Aussi, compte tenu de la gravité des blessures subies et justifiées, il y a lieu de confirmer l'ordonnance déférée ayant fait droit à la demande de provision de Monsieur B. à hauteur de 5 000 euros. Plus avant, la société Générali Assurances Générales justifiant au moyen de débours détaillés des frais de traitement en lien avec le sinistre, sa demande provisionnelle doit être accueillie à hauteur de la contrevaleur en euros, au jour de l'arrêt, de la somme de 18 665,50 CHF. Toutefois, dans l'attente des résultats de l'expertise médicale, l'organisme social doit être débouté de sa demande formulée au titre des indemnités journalières qu'elle a servies dont le montant ne pourra être fixé qu'au regard de la période d'incapacité retenue par l'expert médical.

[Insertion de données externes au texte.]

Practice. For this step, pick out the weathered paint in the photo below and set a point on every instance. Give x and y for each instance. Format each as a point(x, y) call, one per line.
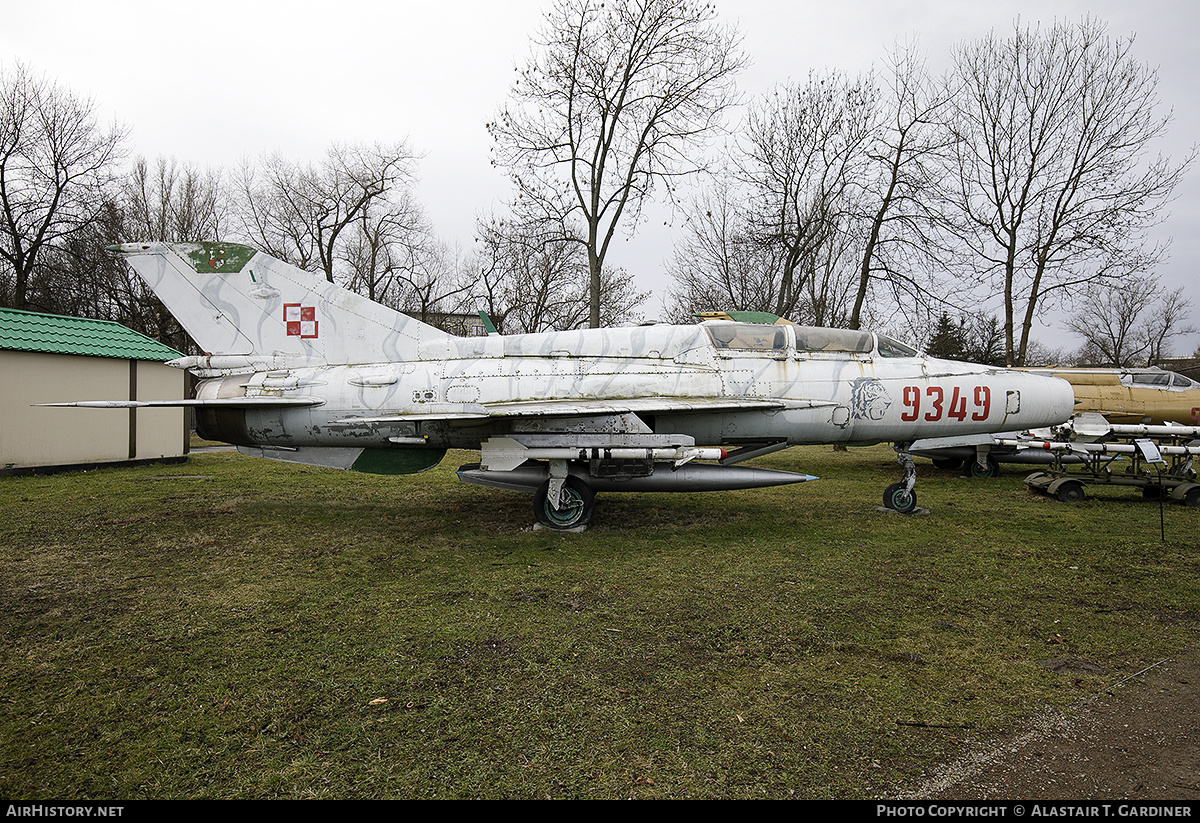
point(382, 380)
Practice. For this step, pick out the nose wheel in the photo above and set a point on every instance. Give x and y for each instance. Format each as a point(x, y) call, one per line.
point(900, 497)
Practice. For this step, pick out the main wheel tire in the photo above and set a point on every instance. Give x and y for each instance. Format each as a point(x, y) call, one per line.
point(575, 505)
point(1072, 492)
point(900, 498)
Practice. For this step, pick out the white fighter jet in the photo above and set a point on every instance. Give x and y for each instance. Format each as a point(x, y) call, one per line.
point(301, 370)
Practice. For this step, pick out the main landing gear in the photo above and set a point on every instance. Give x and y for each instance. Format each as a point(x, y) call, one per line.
point(900, 497)
point(570, 506)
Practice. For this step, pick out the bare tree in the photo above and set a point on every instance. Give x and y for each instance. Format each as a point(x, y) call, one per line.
point(172, 202)
point(900, 248)
point(1053, 187)
point(385, 245)
point(529, 280)
point(1132, 323)
point(718, 265)
point(617, 100)
point(299, 214)
point(803, 166)
point(57, 170)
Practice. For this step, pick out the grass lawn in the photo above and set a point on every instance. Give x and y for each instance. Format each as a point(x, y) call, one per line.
point(234, 628)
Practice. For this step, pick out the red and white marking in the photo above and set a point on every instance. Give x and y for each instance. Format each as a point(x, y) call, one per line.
point(301, 320)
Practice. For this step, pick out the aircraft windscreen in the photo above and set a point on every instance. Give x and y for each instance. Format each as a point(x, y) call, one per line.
point(1141, 379)
point(893, 348)
point(748, 337)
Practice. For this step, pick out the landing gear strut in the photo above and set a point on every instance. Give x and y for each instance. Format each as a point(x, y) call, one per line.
point(900, 497)
point(563, 500)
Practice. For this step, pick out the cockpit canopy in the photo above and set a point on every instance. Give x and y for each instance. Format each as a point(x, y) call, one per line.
point(779, 338)
point(1157, 379)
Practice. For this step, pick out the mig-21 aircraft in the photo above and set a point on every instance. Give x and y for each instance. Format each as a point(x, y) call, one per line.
point(304, 371)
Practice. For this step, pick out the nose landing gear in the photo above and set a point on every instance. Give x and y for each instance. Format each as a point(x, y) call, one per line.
point(900, 497)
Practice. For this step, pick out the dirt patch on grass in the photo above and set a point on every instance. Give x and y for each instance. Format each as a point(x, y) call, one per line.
point(1139, 740)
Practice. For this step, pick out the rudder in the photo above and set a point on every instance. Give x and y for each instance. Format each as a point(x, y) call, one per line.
point(233, 299)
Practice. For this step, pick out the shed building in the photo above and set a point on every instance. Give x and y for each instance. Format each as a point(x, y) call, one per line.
point(53, 359)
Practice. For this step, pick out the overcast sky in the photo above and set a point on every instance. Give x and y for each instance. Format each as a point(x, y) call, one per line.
point(210, 83)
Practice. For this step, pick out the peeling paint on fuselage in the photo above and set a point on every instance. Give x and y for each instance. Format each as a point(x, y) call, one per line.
point(829, 396)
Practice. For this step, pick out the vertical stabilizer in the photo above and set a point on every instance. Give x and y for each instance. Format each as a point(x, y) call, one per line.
point(233, 299)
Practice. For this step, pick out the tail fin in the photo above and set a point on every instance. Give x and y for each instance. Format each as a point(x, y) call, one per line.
point(233, 299)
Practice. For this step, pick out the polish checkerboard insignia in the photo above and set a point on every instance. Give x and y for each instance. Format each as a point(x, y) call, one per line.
point(301, 320)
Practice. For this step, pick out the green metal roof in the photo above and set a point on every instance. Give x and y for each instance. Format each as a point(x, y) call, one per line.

Enfin, la SAS Nautic Force et la société Axa France Iard sont condamnées in solidum à verser la somme de 3 000 euros à Monsieur B. et de 3 000 euros à la société Générali Assurances Générales au titre de leurs frais irrépétibles de première instance et d'appel.
PAR CES MOTIFS
La cour, après en avoir délibéré conformément à la loi, statuant publiquement, par décision contradictoire,
Confirme l'ordonnance déférée sauf en ce qu'elle a débouté la société Générali Assurances Générales de sa demande de provision, et en ce qu'elle a débouté Monsieur Michael B. et la société Générali Assurances Générales de leurs demandes respectives au titre des frais irrépétibles de première instance,
Statuant à nouveau sur ces points,
Condamne in solidum la SAS Nautic Force et la société Axa France Iard à payer à la société Générali Assurances Générales une provision correspondant à la contrevaleur en euros, au jour de l'arrêt, de la somme de 18 665,50 CHF au titre des frais de traitement exposés par l'organismes social,
Condamne in solidum la SAS Nautic Force et la société Axa France Iard à payer à Monsieur Michael B. la somme de 800 euros en application des dispositions de l'article 700 du code de procédure civile s'agissant des frais irrépétibles de première instance,
Condamne in solidum la SAS Nautic Force et la société Axa France Iard à payer à la société Générali Assurances Générales la somme de 800 euros en application des dispositions de l'article 700 du code de procédure civile s'agissant des frais irrépétibles de première instance,
Y ajoutant
Condamne in solidum la SAS Nautic Force et la société Axa France Iard à payer à Monsieur Michael B. la somme de 2 200 euros en application des dispositions de l'article 700 du code de procédure civile s'agissant des frais irrépétibles d'appel,
Condamne in solidum la SAS Nautic Force et la société Axa France Iard à payer à la société Générali Assurances Générales la somme de 2 200 euros en application des dispositions de l'article 700 du code de procédure civile s'agissant des frais irrépétibles d'appel,
Déboute les parties de leurs demandes plus amples ou contraires,
Condamne in solidum la société Nautic Force et la société Axa France Iard aux dépens d'appel dont distraction au profit de la Selarl C.-B. s'agissant des frais dont elle a fait l'avance sans avoir reçu provision.